Settings can only be changed when the engine is idle. Stop any active crawl first (HTTP 409 if active).

settings reset

Reset settings to defaults.

crawlio settings reset [--settings] [--policy]

Flag	Description
`--settings`	Reset only download settings
`--policy`	Reset only crawl policy

If neither flag is given, both are reset.

project

Manage saved projects. Five subcommands (default: list).

project list

crawlio project list

  Saved Projects (2)
 
  ID                                    NAME              URL                           CREATED
  a1b2c3d4-...                          Stripe Docs       https://docs.stripe.com       2026-02-14
  e5f6g7h8-...                          React Docs        https://react.dev             2026-02-13

project save

Save the current project.

crawlio project save [--name <name>]

project load

Load a saved project by ID.

crawlio project load <id>

project run

Load a project and start crawling immediately.
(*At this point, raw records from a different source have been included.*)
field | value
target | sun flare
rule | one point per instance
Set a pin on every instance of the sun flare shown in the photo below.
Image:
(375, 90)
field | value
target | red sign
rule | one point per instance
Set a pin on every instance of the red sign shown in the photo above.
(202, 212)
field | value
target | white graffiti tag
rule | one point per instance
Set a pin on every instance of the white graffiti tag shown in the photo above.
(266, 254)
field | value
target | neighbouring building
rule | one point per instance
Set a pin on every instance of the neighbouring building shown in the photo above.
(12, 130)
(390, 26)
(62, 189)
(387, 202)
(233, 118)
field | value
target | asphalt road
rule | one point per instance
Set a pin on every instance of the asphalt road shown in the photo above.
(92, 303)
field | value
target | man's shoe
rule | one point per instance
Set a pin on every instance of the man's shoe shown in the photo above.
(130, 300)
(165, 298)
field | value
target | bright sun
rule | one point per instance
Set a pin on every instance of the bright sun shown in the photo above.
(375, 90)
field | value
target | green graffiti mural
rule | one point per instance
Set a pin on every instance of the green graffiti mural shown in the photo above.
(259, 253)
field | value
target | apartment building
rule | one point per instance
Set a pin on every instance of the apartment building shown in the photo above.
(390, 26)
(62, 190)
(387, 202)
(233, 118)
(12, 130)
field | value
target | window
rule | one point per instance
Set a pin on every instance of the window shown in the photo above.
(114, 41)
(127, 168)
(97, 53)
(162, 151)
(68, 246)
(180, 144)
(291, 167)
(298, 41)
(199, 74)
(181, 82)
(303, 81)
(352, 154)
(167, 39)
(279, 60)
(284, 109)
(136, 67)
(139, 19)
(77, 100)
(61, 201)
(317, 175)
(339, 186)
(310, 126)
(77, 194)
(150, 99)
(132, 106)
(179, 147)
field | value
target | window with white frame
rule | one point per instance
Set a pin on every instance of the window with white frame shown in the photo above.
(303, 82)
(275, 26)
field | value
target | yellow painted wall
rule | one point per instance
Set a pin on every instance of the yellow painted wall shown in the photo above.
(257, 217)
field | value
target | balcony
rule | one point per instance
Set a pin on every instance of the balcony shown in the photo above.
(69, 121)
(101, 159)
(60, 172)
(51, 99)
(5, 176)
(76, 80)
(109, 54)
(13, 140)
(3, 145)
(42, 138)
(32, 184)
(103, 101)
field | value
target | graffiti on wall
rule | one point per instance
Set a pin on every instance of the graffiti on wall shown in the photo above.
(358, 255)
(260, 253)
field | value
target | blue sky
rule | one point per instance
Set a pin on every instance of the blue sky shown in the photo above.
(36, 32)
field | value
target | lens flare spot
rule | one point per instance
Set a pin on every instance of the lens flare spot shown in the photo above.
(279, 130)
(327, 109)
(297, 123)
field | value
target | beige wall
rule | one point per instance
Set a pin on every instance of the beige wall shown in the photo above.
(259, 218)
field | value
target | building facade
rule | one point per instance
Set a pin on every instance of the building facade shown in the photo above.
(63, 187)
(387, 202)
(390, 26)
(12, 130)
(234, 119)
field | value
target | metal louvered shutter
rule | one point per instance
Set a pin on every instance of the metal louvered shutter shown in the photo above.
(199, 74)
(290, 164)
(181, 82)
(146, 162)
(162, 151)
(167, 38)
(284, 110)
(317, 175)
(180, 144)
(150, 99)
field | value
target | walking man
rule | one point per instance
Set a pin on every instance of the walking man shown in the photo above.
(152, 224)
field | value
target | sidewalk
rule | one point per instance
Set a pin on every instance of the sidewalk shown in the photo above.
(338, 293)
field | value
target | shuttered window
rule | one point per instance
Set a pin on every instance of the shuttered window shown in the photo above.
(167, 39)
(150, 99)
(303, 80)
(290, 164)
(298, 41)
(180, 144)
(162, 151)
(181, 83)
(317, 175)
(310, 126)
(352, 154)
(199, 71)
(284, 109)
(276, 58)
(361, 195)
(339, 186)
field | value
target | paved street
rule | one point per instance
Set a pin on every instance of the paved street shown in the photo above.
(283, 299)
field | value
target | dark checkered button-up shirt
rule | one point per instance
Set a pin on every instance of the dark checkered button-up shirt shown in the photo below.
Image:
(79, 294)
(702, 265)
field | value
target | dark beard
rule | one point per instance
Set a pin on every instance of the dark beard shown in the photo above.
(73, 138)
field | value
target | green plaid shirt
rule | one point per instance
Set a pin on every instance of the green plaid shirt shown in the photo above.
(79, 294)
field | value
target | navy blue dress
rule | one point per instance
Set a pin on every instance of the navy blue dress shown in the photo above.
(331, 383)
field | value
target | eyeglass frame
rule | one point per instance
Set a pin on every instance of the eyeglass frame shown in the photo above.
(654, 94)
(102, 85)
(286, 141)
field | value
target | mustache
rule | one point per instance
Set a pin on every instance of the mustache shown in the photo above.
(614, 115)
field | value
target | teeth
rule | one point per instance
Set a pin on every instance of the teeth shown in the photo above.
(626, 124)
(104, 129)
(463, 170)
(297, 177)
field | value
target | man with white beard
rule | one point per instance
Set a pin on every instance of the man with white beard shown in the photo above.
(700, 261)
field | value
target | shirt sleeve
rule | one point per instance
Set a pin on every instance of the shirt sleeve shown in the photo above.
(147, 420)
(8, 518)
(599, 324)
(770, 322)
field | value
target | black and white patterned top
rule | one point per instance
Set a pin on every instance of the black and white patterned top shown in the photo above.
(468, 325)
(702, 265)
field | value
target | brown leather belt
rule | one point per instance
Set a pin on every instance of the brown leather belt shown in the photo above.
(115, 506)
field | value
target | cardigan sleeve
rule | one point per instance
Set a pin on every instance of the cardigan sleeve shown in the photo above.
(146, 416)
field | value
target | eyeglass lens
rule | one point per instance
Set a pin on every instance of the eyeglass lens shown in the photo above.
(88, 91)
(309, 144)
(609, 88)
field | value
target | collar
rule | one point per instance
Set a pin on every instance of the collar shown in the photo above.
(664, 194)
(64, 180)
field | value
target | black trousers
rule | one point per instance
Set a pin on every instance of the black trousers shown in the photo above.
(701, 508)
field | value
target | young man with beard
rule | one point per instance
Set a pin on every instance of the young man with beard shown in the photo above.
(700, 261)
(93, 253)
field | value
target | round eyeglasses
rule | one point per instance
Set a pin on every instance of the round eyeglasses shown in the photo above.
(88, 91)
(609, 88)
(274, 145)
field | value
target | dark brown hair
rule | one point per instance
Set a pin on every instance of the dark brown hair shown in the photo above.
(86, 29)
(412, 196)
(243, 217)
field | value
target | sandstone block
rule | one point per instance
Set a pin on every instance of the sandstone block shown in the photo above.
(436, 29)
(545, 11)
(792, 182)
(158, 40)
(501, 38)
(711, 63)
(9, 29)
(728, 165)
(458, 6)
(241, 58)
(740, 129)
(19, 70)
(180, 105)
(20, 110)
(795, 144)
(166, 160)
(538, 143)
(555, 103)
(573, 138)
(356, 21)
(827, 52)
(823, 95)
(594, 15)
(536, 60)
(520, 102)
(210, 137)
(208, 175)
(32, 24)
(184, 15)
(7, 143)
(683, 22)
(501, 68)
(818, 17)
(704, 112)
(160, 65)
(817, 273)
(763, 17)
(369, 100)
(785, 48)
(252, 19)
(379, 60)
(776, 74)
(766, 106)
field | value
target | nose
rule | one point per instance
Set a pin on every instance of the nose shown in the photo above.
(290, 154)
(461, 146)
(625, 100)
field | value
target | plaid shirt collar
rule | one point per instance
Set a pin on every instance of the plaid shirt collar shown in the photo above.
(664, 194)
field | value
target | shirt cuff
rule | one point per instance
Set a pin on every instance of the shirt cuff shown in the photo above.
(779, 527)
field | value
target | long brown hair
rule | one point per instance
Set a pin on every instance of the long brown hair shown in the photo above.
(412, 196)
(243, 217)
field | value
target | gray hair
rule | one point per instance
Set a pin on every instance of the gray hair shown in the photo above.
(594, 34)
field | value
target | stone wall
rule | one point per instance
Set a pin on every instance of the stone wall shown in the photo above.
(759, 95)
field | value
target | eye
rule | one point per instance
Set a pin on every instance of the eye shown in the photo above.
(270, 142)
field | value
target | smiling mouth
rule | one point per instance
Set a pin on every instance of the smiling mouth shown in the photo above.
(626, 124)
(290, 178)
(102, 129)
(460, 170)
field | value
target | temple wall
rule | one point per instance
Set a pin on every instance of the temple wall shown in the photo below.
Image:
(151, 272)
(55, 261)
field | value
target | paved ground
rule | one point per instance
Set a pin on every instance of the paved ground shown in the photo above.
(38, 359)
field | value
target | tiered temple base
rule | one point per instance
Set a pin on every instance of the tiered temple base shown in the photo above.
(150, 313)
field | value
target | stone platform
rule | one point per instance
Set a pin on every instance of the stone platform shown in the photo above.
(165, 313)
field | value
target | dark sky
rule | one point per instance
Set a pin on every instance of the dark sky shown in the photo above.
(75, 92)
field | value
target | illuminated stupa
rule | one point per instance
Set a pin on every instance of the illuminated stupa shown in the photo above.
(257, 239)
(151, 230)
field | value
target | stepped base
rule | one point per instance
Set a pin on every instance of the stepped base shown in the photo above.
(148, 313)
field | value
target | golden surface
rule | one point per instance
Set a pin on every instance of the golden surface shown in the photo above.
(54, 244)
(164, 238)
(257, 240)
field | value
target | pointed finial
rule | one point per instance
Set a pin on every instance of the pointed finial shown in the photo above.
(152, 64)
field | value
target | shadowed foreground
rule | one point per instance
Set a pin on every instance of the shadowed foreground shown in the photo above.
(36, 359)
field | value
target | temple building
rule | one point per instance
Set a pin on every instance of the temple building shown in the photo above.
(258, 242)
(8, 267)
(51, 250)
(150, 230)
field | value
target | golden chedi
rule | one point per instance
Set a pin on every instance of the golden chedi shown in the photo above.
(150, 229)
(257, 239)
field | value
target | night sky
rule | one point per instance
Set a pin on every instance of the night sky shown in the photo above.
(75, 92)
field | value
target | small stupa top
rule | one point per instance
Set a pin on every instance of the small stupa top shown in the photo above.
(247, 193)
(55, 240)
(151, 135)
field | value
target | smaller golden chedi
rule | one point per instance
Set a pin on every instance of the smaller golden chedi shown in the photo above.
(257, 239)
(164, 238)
crawlio project run <id> [--watch]

project delete

Delete a saved project.

crawlio project delete <id> [--force]

Flag	Description
`--force`	Skip confirmation prompt

logs

Show structured log entries from ~/Library/Logs/Crawlio/.

crawlio logs [--category <cat>] [--level <lvl>] [--limit <n>] [--errors] [--follow]

Flag	Type	Default	Description
`--category`	string	--	Filter by category
`--level`	string	--	Filter by minimum level
`--limit`	int	50	Max entries to show
`--errors`	bool	false	Show only error/fault entries
`--follow`	bool	false	Tail continuously (like `tail -f`)

Categories: engine, download, parser, localizer, network, ui

Levels: debug, info, default, error, fault

crawlio logs --category download --level error --follow

  2026-02-14T10:30:02Z  download  error  HTTP 429 for https://example.com/api -- retrying in 30s
  2026-02-14T10:30:05Z  download  error  Connection timeout for https://example.com/slow-page

Follow mode watches the log file and prints new entries as they appear. Category, level, and error filters still apply. Ctrl+C to stop.

loop

Run the autonomous crawl-analyze-adjust loop. Tier: Core.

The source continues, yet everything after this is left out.